We have previously shown that a number of iron-chelating phytonutrients contained in the Mediterranean-type of diet are able to penetrate biological membranes and reach cell interiors [8,9,11,12]. These agents chelate intracellular labile iron (not necessarily with high affinity) and thus determine its distribution and, consequently, the locations of oxidative stress-induced oxidation. According to the proposed mechanism, diet-derived phytochemicals must combine the following characteristics in their structure in order to be able to protect cells in conditions of oxidative stress: they must be able (a) to penetrate cellular membranes; (b) to chelate cellular labile iron; and (c) in the case of an interaction of the bound iron with peroxides (the incomplete occupation of its coordination sites), to scavenge the formed reactive radical.

Summarizing the conclusions from the above presentation, the following statements can be made: (a) labile iron represents the main agent that is responsible for the production of highly reactive free radicals that are able to oxidize cellular constituents under conditions of oxidative stress, (b) oxidized and especially over-oxidized cell components comprise the main body of lipofuscin that is formed and accumulated inside the cells under these conditions, (c) the depletion of intracellular labile iron by iron-chelating agents prevents the oxidation of cellular components, and (d) our diet and especially the Mediterranean-type diet contain plethora of compounds that are able to modulate intracellular iron distribution.

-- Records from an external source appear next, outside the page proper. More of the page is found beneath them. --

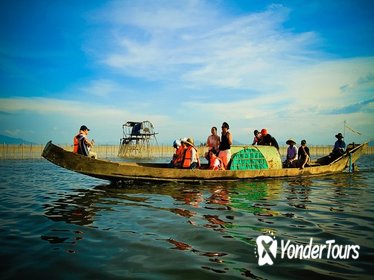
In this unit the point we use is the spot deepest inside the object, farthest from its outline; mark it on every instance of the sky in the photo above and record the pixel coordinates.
(300, 69)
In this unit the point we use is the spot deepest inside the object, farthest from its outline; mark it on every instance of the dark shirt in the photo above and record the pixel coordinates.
(224, 145)
(269, 140)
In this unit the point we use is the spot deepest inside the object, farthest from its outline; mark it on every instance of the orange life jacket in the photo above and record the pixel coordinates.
(212, 161)
(188, 157)
(76, 144)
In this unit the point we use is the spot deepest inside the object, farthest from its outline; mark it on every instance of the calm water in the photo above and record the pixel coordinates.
(55, 224)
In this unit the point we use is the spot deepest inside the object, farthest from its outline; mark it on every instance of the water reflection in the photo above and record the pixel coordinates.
(216, 224)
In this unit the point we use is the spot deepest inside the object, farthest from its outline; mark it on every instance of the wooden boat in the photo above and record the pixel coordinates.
(117, 171)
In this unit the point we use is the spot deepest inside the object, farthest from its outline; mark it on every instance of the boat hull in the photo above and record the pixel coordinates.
(117, 171)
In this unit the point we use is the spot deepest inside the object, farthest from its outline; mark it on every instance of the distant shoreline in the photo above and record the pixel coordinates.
(31, 151)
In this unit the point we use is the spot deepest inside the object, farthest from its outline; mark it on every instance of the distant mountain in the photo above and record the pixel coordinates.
(10, 140)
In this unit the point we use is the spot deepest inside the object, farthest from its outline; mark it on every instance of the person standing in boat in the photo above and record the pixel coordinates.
(179, 154)
(213, 140)
(267, 139)
(291, 159)
(191, 158)
(339, 147)
(225, 145)
(257, 137)
(303, 155)
(85, 145)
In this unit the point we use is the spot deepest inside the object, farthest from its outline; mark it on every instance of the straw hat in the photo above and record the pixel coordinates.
(291, 141)
(189, 141)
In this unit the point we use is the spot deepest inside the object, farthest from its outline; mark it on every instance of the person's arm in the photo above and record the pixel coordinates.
(229, 138)
(88, 142)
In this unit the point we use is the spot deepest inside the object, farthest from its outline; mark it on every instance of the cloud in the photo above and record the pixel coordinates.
(101, 88)
(200, 45)
(366, 106)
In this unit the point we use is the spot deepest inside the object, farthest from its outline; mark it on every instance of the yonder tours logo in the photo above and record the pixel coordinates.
(267, 248)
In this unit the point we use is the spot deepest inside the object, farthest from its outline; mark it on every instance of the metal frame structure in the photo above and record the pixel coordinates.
(137, 139)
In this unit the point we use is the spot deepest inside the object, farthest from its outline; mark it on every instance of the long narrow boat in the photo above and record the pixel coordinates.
(117, 171)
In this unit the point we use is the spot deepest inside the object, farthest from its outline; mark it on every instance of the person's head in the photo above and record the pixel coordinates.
(291, 142)
(176, 143)
(183, 142)
(339, 136)
(84, 129)
(188, 142)
(225, 126)
(214, 130)
(211, 153)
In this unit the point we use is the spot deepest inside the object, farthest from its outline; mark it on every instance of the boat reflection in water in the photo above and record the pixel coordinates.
(213, 226)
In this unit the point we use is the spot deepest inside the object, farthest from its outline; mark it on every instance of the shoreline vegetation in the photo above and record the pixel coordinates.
(30, 151)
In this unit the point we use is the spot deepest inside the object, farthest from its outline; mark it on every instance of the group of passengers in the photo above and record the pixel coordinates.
(218, 155)
(301, 157)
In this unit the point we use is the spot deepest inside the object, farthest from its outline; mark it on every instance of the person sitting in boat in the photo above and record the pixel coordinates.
(215, 163)
(267, 139)
(225, 145)
(84, 145)
(191, 158)
(178, 155)
(213, 140)
(303, 155)
(257, 137)
(339, 147)
(291, 159)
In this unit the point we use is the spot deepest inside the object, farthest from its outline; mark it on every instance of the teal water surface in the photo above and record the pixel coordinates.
(56, 224)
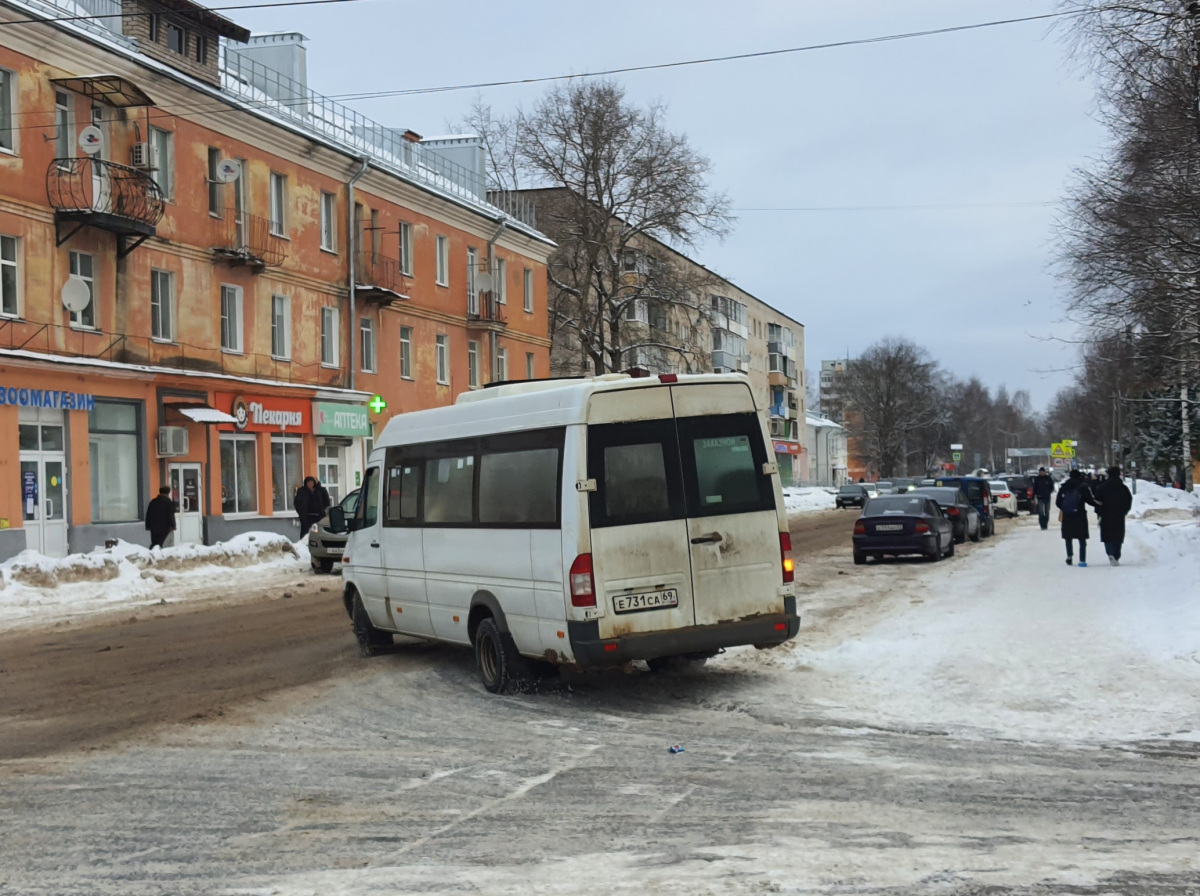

Considering the above considerations together, it is reasonable to expect that the identification of bioactive nutritional compounds with the assigned properties may allow for their use as pharmacological tools for concrete protective actions in conditions of increased oxidative stress in cells, tissues, and whole organisms. This proposal might open new roads for development of strategies aiming to slow down the rates of appearance and development of age-related diseases.